Perpindahan Mazhab dalam Fatwa Darul Ifta’ Mesir: Menelusuri Dinamika Keilmuan dan Tanggung Jawab Intelektual

Ditulis Oleh : Zanuar Mubin

Muhadir Ma’had Aly Al-Tarmasi Perguruan Islam Pondok Tremas Pacitan
Peraih Beasiswa Dana Abadi Pesantren (Penguatan Pengambilan Fatwa di Darul Ifta’ Mesir) yang diselenggarakan oleh Kemenag RI dan LPDP Tahun 2024

A. Pendahuluan

Perpindahan mazhab dalam konteks fatwa Darul Ifta’ al-Mishriyyah menghadirkan berbagai aspek dalam pemahaman dan pendekatan hukum Islam. Kitab Nahwa Fahmi Manhaji Li Idarati al-Khilaf al-Fiqhi menyoroti bahwa perubahan mazhab dianggap sebagai pendekatan praktis dalam menanggapi berbagai permasalahan. Penting untuk diakui bahwa izin untuk beralih mazhab tidak dapat diberikan tanpa keyakinan akan validitas pemahaman terhadap mazhab tersebut.
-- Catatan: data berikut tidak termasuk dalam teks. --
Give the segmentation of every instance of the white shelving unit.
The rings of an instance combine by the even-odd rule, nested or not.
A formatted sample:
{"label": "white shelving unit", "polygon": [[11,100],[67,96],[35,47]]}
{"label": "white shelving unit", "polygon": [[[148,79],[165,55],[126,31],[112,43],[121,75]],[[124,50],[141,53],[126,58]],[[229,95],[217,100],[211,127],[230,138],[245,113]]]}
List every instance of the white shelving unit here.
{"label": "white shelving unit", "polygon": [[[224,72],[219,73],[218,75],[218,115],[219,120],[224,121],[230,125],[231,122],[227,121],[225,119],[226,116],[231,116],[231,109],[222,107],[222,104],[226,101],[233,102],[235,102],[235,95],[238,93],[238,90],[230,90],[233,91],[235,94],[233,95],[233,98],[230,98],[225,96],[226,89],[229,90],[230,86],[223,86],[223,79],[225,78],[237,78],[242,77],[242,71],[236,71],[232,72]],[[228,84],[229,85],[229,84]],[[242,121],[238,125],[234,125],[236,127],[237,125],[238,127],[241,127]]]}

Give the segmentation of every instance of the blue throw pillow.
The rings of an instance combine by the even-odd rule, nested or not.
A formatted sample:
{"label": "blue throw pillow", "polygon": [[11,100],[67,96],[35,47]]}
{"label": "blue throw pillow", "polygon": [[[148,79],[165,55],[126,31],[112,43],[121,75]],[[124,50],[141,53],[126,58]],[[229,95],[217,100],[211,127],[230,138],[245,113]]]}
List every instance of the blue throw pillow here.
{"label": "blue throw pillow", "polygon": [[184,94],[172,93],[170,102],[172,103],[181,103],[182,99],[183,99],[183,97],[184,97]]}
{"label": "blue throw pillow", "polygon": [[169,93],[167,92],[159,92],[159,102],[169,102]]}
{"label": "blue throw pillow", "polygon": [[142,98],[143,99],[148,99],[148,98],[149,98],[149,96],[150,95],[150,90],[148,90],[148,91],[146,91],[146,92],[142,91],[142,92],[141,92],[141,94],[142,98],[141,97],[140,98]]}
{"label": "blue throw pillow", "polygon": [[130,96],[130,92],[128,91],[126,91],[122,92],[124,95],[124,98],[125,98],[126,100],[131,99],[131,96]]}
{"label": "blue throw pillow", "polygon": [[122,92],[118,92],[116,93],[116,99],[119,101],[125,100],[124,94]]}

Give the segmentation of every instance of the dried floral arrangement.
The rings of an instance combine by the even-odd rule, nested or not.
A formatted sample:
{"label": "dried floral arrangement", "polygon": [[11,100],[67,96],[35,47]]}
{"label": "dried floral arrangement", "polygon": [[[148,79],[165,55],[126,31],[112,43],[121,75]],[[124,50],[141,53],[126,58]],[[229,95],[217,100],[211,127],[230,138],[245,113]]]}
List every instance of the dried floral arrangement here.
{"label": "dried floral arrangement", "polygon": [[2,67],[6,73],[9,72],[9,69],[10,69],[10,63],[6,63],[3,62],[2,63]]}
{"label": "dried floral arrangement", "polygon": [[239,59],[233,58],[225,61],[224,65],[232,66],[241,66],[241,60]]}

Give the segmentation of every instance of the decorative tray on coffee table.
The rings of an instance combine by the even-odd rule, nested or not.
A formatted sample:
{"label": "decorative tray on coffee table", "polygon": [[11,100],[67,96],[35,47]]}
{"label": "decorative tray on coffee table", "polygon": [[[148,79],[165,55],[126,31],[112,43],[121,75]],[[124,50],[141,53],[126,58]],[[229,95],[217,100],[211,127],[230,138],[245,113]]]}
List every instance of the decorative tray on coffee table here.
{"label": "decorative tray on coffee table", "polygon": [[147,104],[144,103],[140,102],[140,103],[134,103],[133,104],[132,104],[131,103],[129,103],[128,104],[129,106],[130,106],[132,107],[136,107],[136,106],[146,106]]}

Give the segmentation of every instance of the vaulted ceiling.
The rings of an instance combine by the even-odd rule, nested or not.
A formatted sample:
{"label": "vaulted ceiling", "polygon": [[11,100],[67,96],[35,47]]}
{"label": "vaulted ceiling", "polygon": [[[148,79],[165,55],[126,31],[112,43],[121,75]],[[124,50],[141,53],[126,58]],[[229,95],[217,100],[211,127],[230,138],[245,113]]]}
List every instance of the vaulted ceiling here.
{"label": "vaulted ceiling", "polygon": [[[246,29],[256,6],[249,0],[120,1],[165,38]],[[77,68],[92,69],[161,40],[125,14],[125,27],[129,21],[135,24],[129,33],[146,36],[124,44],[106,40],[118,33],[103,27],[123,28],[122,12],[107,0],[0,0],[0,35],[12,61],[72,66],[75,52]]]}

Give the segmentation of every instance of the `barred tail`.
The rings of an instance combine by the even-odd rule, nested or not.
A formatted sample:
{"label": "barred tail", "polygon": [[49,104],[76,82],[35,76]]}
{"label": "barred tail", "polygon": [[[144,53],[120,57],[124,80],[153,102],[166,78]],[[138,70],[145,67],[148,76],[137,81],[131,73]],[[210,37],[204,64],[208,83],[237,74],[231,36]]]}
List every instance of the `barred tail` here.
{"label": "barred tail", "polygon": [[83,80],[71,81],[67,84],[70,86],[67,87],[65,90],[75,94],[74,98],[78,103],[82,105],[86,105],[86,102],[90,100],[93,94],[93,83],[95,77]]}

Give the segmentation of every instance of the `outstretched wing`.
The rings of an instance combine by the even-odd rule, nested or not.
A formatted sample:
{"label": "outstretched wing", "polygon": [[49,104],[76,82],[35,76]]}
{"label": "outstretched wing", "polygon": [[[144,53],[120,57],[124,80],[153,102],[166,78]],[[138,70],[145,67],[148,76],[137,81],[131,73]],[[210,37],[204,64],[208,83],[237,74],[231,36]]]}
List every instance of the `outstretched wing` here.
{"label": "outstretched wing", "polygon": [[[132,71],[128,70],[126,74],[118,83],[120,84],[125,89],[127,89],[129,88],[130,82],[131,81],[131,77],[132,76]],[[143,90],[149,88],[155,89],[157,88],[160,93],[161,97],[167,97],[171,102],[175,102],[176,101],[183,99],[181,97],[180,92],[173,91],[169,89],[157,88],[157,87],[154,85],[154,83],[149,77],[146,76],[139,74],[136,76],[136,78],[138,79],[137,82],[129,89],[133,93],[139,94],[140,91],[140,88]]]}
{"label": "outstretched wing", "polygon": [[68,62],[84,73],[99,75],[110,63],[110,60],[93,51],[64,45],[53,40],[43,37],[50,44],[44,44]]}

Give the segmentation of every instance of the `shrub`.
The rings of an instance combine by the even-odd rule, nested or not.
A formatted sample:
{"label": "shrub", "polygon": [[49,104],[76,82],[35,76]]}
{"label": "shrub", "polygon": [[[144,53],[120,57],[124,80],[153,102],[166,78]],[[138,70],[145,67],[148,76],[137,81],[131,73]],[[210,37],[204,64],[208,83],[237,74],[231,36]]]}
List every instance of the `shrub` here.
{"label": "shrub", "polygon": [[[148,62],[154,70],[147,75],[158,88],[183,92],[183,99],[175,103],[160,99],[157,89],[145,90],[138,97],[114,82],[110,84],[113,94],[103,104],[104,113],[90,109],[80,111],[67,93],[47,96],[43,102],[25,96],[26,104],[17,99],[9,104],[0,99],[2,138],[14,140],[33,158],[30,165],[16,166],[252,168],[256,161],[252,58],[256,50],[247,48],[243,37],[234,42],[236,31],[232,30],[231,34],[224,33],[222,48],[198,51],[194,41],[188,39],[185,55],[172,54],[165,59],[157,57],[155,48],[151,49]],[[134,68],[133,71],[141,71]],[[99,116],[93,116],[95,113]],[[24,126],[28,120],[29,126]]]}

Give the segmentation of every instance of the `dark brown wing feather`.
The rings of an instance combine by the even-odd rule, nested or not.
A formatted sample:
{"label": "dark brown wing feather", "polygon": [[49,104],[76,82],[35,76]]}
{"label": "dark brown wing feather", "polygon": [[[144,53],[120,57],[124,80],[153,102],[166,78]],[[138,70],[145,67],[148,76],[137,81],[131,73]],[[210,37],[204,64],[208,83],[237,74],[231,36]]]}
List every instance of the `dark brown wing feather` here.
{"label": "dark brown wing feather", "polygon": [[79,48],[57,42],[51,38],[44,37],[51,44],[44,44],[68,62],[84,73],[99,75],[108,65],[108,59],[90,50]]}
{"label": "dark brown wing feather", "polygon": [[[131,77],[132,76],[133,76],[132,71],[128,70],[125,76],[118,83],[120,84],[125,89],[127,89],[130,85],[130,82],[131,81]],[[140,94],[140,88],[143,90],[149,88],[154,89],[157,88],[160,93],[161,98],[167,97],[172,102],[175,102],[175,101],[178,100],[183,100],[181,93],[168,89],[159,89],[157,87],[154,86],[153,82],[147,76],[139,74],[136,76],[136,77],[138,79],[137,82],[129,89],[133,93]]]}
Perpindahan mazhab dalam metodologi fatwa Darul Ifta’ Mesir menghadirkan wacana menarik tentang fleksibilitas dan kedalaman pemahaman hukum Islam. Hal ini menjadi daya tarik dalam pembahasan artikel ini untuk kemudian dikaji oleh para akademisi, khususnya kalangan pesantren.

B. Dinamika Bermazhab di Darul Ifta’

Para ulama Darul Ifta’ al-Mishriyyah melihat keempat mazhab sebagai representasi syariah yang sah, menganggapnya sebagai ekspresi yang benar dan sesuai dengan ajaran Islam. Di dalam lingkungan pembelajaran yang kami dapatkan di Darul Ifta’, kami seakan diberikan kebebasan untuk beralih antar-mazhab untuk permasalahan kontekstual, sebuah praktik pengalaman yang terbuka selama dan setelah proses pembelajaran juga kami dapatkan. Pengetahuan mendalam tentang prinsip mazhab yang berbeda dapat memberikan perspektif yang lebih kaya, sesuai dengan praktik yang dilakukan oleh ulama terkemuka seperti al-Tahawi, Ibn Daqiq al-‘Eid, dan Syekh Muhammad Bakheet al-Mutyi’i.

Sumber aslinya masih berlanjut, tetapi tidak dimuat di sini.